Tom Becker’s The Traitors is a highly imaginative YA novel set in a world where children and teenagers who have in some way betrayed someone are taken away secretly to a The Dial, mysterious prison in another dimension where time is suspended to carry out a sentence (often of hundreds of year) in penance for their acts. The wardens and despot are cruel and the prison particularly unpleasant.
When Adam Wilson is sent there for betraying his friend, he is desperate to escape, but with every attempt foiled, it seems that in a prison full of traitors there is no one he can trust.
There are a lot of characters and I have to admit that some of the gang members sort of melded into one for me, but there were some standout characters like Adam’s roommate and Bookworm.

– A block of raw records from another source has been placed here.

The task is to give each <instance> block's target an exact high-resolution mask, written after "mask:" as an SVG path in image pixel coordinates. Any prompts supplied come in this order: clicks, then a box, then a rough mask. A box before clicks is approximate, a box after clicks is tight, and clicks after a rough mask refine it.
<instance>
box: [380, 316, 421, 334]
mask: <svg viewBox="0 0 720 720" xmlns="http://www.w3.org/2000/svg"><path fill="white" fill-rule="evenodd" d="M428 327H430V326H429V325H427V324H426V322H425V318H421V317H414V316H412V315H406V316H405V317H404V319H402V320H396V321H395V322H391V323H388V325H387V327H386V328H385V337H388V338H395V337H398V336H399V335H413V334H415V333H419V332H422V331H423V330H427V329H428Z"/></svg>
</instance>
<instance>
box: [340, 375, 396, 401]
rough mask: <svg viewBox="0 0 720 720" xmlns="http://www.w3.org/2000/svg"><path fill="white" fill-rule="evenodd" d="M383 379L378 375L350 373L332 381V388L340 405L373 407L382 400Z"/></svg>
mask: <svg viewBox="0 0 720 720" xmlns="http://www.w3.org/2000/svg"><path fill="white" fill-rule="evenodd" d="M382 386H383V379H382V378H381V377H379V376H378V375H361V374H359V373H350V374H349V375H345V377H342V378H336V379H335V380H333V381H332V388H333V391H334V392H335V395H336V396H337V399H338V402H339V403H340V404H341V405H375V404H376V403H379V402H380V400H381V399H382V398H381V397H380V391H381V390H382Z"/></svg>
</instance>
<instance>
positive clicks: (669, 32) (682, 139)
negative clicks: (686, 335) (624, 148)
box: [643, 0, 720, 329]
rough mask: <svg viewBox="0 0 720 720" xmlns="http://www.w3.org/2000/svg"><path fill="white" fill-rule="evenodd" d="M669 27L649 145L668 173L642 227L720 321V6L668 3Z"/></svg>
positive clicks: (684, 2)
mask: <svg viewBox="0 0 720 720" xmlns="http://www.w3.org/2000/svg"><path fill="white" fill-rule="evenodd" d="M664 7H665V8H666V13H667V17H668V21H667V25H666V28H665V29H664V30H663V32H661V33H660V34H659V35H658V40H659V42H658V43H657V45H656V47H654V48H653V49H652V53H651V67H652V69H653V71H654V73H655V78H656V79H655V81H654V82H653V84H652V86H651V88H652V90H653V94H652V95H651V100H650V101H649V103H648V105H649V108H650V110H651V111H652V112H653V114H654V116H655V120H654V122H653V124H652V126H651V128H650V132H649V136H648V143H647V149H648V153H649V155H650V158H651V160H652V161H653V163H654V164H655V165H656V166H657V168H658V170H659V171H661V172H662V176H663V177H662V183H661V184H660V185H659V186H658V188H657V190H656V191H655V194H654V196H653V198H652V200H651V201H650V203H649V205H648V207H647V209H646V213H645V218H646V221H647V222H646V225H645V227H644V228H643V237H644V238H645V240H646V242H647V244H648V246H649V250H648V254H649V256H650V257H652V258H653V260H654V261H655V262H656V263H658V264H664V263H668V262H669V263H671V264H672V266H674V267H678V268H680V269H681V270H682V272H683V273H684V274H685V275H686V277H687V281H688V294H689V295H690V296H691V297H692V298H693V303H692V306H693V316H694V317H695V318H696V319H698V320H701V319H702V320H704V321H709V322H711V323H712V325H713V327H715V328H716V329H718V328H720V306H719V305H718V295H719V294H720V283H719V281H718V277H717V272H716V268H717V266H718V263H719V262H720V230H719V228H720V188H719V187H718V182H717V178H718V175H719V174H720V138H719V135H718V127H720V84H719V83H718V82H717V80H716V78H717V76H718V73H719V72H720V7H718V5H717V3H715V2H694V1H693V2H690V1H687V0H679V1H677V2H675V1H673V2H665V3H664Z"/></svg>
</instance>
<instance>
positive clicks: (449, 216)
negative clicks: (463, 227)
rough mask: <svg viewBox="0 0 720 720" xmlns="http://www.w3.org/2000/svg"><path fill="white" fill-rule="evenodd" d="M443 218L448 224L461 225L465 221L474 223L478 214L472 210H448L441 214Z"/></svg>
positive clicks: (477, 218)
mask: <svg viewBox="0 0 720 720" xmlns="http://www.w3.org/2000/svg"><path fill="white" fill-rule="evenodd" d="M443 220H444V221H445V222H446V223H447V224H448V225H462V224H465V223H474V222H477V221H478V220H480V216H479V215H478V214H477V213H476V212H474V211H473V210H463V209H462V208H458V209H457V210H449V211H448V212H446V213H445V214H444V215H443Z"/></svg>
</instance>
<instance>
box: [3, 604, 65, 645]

I also loved the concept of Bucketball, it reminded me of a game my friends made up at school that was a sort of lawless free for all. Surprisingly there were few injuries, but we were obviously very refined young ladies.
I enjoyed this book as it was a really unusual concept (a timeless prison for teens? Come on, what more do you want?!) and I loved the Great Escape feel to it. That said, I think that at times it felt more of a younger book for the latter end of 9-12 and young teenage readers due to the language used and style of writing. I did enjoy reading it and I was taken on Adam’s adventure, but I have to admit at times it was harder to read as I felt the middle dragged very slightly. There are a couple of fun revelations and twists to the novel that helped pull me back in though. I loved the world Becker created and the opening where Adam is pursued by the Dial was really creepy and well-written. For me, it was definitely a highlight of the novel as Becker both evoked the real world and fantastic so well.
I loved the revelation of who the traitor was, I really did. The ending for me was understandable, but I also felt slightly disappointed by it. I wanted a different ending for some of the characters I think, but I don’t want to spoil it for you.
It is a highly entertaining read and I think adventure fans and readers, particularly between the age of 11-14 will really enjoy this book. Older readers may however enjoy the deeper allusions to POW camps, The Great Escape, Colditz and the themes of justice and revenge so if you love a prison thriller then this book might just be for you.
Overall, I found the concept imaginative and compelling but at times was lost in the middle of the book, however a dramatic last quarter compensated for that even if I disliked the ending personally. My copy was provided as an ARC from Scholastic and I am very grateful for the opportunity to read and review this book.The Traitors is available to buy now.